Projekt, który podzielił społeczeństwo i polityków, jeszcze w tym roku trafi do parlamentu. Lewica ma wystarczającą liczbę mandatów, by go przeforsować. Głosowanie zaplanowano na styczeń.

Małżeństwom gejów sprzeciwiają się chadecy i socjaldemokraci, główna siła opozycyjna w Portugalii. Proponują homoseksualistom rejestrację ich związków i niektóre prawa przysługujące małżeństwom, ale bez używania tego określenia. Organizacje społeczne broniące tradycyjnej rodziny domagają się przeprowadzenia w tej sprawie referendum. Zbierają podpisy pod petycją, między innymi na meczach piłki nożnej. Kościół katolicki apeluje o szeroką debatę społeczną. Zarzuca premierowi José Socratesowi, że forsuje małżeństwa gejów wyłącznie dlatego, że obiecał im to podczas kampanii przed wrześniowymi wyborami, by zdobyć ich głosy.

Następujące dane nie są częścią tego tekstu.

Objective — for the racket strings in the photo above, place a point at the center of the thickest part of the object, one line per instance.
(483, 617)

Nieusatysfakcjonowane są organizacje walczące o prawa gejów. Ich zdaniem rząd proponuje portugalskim homoseksualistom „małżeństwa drugiej kategorii”, bo nie zezwala im na adoptowanie dzieci. Podkreślają, że pełnię praw, łącznie z możliwością adopcji, zagwarantował parom homoseksualnym socjalistyczny rząd sąsiedniej Hiszpanii.